= Norman Sherry =

British author (1925–2016)

Norman Sherry FRSL (6 July 1925 – 19 October 2016) was an English novelist, biographer, and educator who was best known for his three-volume biography of the British novelist Graham Greene. He was Professor of English Literature at Lancaster University.

Sherry was born in Newcastle Upon Tyne, England, the younger twin (by eleven minutes) of Alan. Sherry studied at King's College, Newcastle, where he graduated with a Bachelor of Arts degree in 1955.

He was a Fellow of the Royal Society of Literature. He also wrote on Joseph Conrad, Charlotte and Emily Brontë, and Jane Austen. His Life of Graham Greene was praised by David Lodge for being "a remarkable and heroic achievement" that he predicted would prove "the definitive biography of record" of Greene. Sherry’s third and final volume of his biography of Graham Greene aroused controversy and was criticised by members of Greene’s family.
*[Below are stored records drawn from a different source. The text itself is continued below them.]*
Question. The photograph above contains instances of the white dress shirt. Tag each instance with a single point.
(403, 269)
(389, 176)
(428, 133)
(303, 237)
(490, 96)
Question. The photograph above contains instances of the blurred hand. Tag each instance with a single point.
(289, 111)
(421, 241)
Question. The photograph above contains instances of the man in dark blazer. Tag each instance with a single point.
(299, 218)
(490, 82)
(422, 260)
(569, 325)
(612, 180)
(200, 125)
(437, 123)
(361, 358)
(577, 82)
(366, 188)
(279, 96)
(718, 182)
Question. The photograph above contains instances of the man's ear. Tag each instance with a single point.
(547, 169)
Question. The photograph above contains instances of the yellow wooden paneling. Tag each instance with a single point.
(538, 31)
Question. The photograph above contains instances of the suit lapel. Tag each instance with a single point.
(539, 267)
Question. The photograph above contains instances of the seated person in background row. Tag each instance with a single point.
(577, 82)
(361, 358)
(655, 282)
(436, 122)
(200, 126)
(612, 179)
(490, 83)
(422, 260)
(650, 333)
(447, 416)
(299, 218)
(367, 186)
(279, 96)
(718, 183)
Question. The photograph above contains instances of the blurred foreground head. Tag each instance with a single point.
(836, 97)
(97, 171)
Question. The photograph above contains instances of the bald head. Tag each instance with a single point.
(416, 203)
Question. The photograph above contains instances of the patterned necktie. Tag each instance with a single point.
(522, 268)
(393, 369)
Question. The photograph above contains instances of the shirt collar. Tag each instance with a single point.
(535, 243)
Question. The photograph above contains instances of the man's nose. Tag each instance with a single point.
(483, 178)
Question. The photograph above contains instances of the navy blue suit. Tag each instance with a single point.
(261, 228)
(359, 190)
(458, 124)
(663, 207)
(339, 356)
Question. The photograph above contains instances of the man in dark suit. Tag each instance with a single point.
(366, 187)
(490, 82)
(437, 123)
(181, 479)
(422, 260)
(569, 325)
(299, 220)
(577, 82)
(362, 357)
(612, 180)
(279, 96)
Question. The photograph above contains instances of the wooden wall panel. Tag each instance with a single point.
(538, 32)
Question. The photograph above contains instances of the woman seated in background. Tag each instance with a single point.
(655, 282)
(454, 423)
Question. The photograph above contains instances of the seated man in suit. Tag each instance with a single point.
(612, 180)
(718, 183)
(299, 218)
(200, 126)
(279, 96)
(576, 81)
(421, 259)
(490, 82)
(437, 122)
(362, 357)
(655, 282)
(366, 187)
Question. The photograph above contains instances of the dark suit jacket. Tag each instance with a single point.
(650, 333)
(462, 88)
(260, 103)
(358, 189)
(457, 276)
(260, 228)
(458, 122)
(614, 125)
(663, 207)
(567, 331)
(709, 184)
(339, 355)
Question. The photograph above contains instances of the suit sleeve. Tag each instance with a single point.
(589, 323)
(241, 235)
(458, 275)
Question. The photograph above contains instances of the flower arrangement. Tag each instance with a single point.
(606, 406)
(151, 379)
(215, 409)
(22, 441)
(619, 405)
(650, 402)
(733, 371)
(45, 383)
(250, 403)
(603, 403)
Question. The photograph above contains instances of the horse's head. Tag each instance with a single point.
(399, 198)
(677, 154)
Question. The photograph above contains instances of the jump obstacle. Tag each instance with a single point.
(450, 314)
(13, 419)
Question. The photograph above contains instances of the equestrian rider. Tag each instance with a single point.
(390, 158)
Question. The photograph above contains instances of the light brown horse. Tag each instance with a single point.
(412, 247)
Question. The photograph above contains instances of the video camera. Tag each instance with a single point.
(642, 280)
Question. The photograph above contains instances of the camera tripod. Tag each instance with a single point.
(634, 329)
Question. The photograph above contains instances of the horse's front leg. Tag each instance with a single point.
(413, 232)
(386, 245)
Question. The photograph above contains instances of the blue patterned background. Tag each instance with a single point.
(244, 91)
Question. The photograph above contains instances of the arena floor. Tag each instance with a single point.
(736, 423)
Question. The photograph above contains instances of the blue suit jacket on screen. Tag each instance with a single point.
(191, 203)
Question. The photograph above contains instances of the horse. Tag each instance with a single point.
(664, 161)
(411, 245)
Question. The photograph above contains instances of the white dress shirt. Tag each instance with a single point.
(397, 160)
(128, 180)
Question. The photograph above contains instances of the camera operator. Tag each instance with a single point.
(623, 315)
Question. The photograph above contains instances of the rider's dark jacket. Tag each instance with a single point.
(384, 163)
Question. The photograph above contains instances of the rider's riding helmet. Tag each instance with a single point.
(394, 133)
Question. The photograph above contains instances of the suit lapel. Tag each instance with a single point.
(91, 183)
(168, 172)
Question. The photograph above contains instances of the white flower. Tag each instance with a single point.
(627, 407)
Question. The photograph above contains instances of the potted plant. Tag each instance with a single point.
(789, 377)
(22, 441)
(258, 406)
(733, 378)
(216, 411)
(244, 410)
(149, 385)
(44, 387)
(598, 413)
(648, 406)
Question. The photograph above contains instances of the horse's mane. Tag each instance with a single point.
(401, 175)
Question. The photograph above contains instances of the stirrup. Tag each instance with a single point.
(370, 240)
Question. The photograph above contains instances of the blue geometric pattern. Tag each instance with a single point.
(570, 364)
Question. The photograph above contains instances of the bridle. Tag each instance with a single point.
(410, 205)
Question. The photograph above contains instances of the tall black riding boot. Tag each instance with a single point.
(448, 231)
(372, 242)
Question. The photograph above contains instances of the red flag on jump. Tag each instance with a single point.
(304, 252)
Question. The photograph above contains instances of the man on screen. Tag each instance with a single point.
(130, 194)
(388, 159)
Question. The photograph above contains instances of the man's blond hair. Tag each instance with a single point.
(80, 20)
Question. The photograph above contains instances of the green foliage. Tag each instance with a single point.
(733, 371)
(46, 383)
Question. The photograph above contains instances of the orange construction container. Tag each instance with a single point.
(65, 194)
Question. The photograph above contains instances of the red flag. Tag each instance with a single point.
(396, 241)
From 1983, Sherry held the post of Mitchell Distinguished Professor of Literature at Trinity University in San Antonio, Texas.

He was married three times: first to the children's novelist Sylvia Sherry, then to Carmen Flores (with whom he had a son and a daughter), and finally to Pat Villalon. Sherry died on 19 October 2016 at the age of 91.

==Bibliography==

===Books===
- Sherry, Norman (1966). "Conrad's Eastern World"
- Sherry, Norman (1980). "Conrad's Western World"
- Sherry, Norman (1989). "The life of Graham Greene : volume one, 1904–1939"
- Sherry, Norman (1994). "The life of Graham Greene : volume two, 1939–1955"
- Sherry, Norman (1999). "The life of Graham Greene : volume three, 1955–1991"

===Critical studies and reviews===
- Schmude, Karl G. (1995). "The character on the page" Review of volume 2 of The life of Graham Greene.